Abstract
Catastrophic antiphospholipid antibody syndrome (CAPS) is a life-threatening disorder. It is a rare and severe form of antiphospholipid antibody (APL) syndrome characterized by widespread multisystemic thrombosis. We present a 55-year-old male patient with acute cerebellar hemorrhagic stroke who developed widespread progressive microthrombosis and macrothrombosis manifesting as progressive bilateral ischemic strokes with lower extremities deep vein thrombosis (DVT) and acute renal failure within a week of presentation. The diagnosis and initiation of therapy were established after serological confirmation. This case adds to a limited number of cases of CAPS in literature and is interesting given the rarity of CAPS and thrombotic storm (TS) as well as the lack of inciting factor triggering CAPS/thrombotic syndrome. This case also helps to remind the clinicians of the importance to consider CAPS, even prior to serological confirmation, in those with rapidly progressive thrombotic events, as delayed diagnosis and therapy can yield poor clinical outcomes.
Keywords: catastrophic antiphospholipid antibody syndrome (caps), deep vein thrombosis (dvt), stroke, lupus anticoagulant, antiphospholipid antibody syndrome (aps), thrombotic storm, catastrophic antiphospholipid antibody syndrome
Introduction
Antiphospholipid antibody syndrome (APL) is a multisystemic autoimmune syndrome characterized by arterial and venous thrombosis and/or pregnancy loss with persistently positive antiphospholipid antibodies, including lupus anticoagulant (LA), anti-beta 2 glycoprotein I and anticardiolipin antibodies [1]. Both thrombotic and non-thrombotic manifestations can be seen [1]. Catastrophic APL (CPAS) is the most severe type characterized by multiorgan involvement, usually by microthrombosis, over a short period of time [1]. The most commonly affected organs are the central nervous system (CNS), kidneys, lungs, and gastrointestinal tract (GIT) [2].
Case presentation
A 55-year-old male patient presented to the emergency department (ED) with sudden onset repeated vomiting and tingling of the lower extremities a few hours prior to presentation.
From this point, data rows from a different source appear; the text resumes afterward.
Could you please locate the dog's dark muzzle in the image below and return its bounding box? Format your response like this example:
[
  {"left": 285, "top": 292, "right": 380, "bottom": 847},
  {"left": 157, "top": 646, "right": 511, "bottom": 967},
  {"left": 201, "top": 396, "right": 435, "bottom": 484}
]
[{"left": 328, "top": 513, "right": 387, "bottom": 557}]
Past medical history was remarkable only for hypertension, hyperlipidemia, and alcohol use disorder. There was no reported preceding fever, diarrhea, cough, abdominal pain, and no history of illicit drug use. In the ED, the patient was pale-looking, diaphoretic and hypertensive. Vitals signs included a blood pressure of 180/100 mmHg, heart rate of 98 beats per minute, respiratory rate of 22 cycles per minute, SpO2 of 94% on room air, and temperature of 36.6 degrees Celsius. On physical examination, he was lethargic but arousable and fully oriented, scanning speech with mild dysarthria, left-sided gaze deviation with the inability to overcome midline and right-sided nystagmus on attempted right gaze, subtle left nasolabial fold flattening, symmetrical, nondilated and reactive pupils at 3 mm, muscle power of 4/5 all over and intact light touch grossly with right upper extremity ataxia. Computed tomography (CT) head without contrast showed evidence of acute right-sided cerebellar hemorrhage affecting the superior cerebellar peduncle with extension to the fourth ventricle, left-sided displacement of the cerebral aqueduct and surrounding cerebral edema without hydrocephalus (Figure 1). No evidence of vascular stenosis or occlusion, aneurysm, or arteriovenous malformation was evident on CT angiography of the head and neck. Magnetic resonance imaging (MRI) brain with and without contrast showed bilateral cerebral hemisphere acute/sub-acute infarctions mainly affecting watershed areas, centrum semiovale, and corona radiata with evidence of chronic microhemorrhages (Figures 2, 3). Basic lab workup showed only leukocytosis at 16,000 cells/ml with normal coagulation profile including prothrombin time (PT), partial thromboplastin time (PTT), and international normalized ratio (INR) and fibrinogen level. Renal function was also intact. COVID-19 polymerase chain reaction (PCR) was negative. Nicardipine, as well as hypertonic saline infusion, were started.
Figure 1. CT head.
Computed tomography (CT) head without contrast showing evidence of acute right-sided cerebellar hemorrhage affecting the superior cerebellar peduncle with extension to the fourth ventricle, left-sided displacement of the cerebral aqueduct and surrounding cerebral edema without hydrocephalus (arrow)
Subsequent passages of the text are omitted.